As I sat in my car outside my apartment, hemming and ha-ing for 30 MINUTES trying to decide if I wanted to try and tough it out or just stop, I had to figure out what my real motivations were. Would I continue on just out of fear of failure and everyone else's disappointment? Or would I figure out where I was at and what I wanted?
I finally made my decision. I started the car, drove to the Casey's and got - no, not 3 doughnuts, 1 liter of coke, and a pizza - I got a small diet pop. Sure, still not the best I know, but it could have been worse. I then proceeded to go home, make a cup of hot cocoa with almond milk, sugar free cocoa, and a little truvia, sit on my couch...and let relief flood in. I had made it to day 13. And you know what? On day 13, at 6:32pm, the minute I stopped Whole 30, I didn't go crazy on the forbidden foods. And I still haven't.
And that's why I quit Whole 30, but did not fail. Not to me. Because, by day 13, I had reached my goals and gained the benefits I had hoped to get.

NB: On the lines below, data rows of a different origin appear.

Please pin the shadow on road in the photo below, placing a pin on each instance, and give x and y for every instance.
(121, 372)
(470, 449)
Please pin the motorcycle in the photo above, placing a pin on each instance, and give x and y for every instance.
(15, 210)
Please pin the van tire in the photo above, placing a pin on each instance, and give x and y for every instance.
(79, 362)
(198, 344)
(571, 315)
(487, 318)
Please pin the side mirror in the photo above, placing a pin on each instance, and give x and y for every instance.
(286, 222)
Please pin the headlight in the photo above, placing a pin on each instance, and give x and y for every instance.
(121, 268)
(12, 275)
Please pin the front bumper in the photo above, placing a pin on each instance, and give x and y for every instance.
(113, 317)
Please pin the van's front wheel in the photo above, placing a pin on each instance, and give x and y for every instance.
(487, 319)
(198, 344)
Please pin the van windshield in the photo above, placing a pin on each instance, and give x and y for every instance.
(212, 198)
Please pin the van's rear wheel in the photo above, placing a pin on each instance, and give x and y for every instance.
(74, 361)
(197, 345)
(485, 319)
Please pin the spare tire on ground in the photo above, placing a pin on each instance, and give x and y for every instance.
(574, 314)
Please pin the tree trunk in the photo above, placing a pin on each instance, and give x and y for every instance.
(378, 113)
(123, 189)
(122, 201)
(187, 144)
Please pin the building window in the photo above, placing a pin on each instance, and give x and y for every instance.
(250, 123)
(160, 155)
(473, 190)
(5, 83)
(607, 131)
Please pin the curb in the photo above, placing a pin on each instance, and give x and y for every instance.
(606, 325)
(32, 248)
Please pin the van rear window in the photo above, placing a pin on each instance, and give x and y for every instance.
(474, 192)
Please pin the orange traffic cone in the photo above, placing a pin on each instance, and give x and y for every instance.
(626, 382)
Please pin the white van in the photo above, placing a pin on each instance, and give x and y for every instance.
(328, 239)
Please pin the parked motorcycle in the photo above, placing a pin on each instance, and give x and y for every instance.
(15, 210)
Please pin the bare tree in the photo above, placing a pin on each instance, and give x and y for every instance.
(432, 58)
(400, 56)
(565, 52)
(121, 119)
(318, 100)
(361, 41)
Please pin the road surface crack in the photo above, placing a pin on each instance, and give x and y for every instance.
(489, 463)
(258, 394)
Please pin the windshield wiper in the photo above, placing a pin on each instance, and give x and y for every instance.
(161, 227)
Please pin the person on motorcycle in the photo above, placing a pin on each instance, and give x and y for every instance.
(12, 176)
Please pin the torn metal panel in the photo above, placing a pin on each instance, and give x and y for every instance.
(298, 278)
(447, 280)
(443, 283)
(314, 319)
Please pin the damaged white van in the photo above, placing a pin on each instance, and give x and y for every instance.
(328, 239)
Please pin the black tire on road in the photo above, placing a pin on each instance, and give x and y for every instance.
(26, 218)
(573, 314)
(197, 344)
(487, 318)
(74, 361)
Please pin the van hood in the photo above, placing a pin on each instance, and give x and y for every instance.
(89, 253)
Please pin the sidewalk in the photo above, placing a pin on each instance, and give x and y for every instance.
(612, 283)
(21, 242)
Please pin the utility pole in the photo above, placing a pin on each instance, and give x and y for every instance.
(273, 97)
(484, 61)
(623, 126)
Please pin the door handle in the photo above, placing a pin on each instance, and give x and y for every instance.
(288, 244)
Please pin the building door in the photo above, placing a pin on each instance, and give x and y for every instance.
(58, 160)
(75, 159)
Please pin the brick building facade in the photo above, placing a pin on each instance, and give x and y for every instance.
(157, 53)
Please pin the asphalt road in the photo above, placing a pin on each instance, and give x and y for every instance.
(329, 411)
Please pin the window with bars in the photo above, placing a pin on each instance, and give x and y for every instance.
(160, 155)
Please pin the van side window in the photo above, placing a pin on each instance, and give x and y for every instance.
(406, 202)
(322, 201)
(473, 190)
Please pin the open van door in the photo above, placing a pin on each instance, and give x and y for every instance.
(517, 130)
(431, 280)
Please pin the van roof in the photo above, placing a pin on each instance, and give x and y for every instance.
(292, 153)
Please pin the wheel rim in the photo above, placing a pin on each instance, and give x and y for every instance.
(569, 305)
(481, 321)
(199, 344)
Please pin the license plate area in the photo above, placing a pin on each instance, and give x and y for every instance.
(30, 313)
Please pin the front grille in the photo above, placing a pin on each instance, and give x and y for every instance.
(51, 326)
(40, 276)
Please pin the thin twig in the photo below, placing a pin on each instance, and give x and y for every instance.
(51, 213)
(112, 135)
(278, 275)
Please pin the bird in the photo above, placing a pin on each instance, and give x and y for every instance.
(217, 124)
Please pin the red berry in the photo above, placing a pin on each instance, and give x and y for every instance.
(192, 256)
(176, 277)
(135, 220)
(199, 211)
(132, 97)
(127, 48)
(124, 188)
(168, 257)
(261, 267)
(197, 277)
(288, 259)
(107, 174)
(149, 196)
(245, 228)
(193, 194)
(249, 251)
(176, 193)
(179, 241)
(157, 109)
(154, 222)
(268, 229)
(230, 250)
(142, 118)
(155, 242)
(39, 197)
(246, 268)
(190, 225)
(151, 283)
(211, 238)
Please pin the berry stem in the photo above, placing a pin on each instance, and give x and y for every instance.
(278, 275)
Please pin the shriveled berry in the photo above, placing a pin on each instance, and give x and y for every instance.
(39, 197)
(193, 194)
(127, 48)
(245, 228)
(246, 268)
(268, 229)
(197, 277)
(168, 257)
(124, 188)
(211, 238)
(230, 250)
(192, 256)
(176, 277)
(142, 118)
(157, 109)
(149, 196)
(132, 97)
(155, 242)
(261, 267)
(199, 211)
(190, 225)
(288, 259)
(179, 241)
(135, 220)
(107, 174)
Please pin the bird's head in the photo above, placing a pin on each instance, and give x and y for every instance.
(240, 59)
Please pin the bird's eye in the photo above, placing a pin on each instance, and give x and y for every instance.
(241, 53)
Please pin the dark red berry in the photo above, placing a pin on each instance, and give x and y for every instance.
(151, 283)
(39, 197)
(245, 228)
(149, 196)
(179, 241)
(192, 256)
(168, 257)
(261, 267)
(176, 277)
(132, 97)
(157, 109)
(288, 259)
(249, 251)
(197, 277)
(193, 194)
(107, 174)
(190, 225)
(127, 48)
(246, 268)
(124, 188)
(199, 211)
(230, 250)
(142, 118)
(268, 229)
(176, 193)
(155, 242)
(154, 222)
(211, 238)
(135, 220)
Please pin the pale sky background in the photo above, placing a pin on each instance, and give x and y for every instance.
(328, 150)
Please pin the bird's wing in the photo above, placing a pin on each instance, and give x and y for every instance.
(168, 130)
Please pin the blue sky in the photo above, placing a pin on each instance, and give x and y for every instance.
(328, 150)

I have not had one pop today (or craved it), I no longer grab a piece of candy every time I pass the candy dish at the front desk, and I have had only ONE stick of gum since stopping! And I'm proud of that! So am I going to come out here resentful and tell you not to try Whole 30? No. In fact, if this whole thing has sounded insanely hard and impossible to you, maybe do like me and start by doing it a week or two. You will gain so many benefits and learn so much from even that amount of time. And who knows! Maybe by the time you get to day 13, you'll feel like you could go longer. My girl friend has done it a few times and is thinking of going for 60 DAYS right now because she feels so good!
Will I ever try it again with the goal of making it the entire 30 days? Maybe. I'm not sure yet. I know there may have been some things I got wrong or had too much of in my diet (like the nuts and dried fruit) that left me feeling icky. I will have to get that part figured out first.
But until then, I look at my Whole 30 experience as a success and will continue to prepare Whole 30 and even Paleo approved meals and share them with you here.
Because after all, isn't the point of all this to find balance and feel great? Yes. That is the bottom line. And the lifestyle I will continue to live...most of the time ;).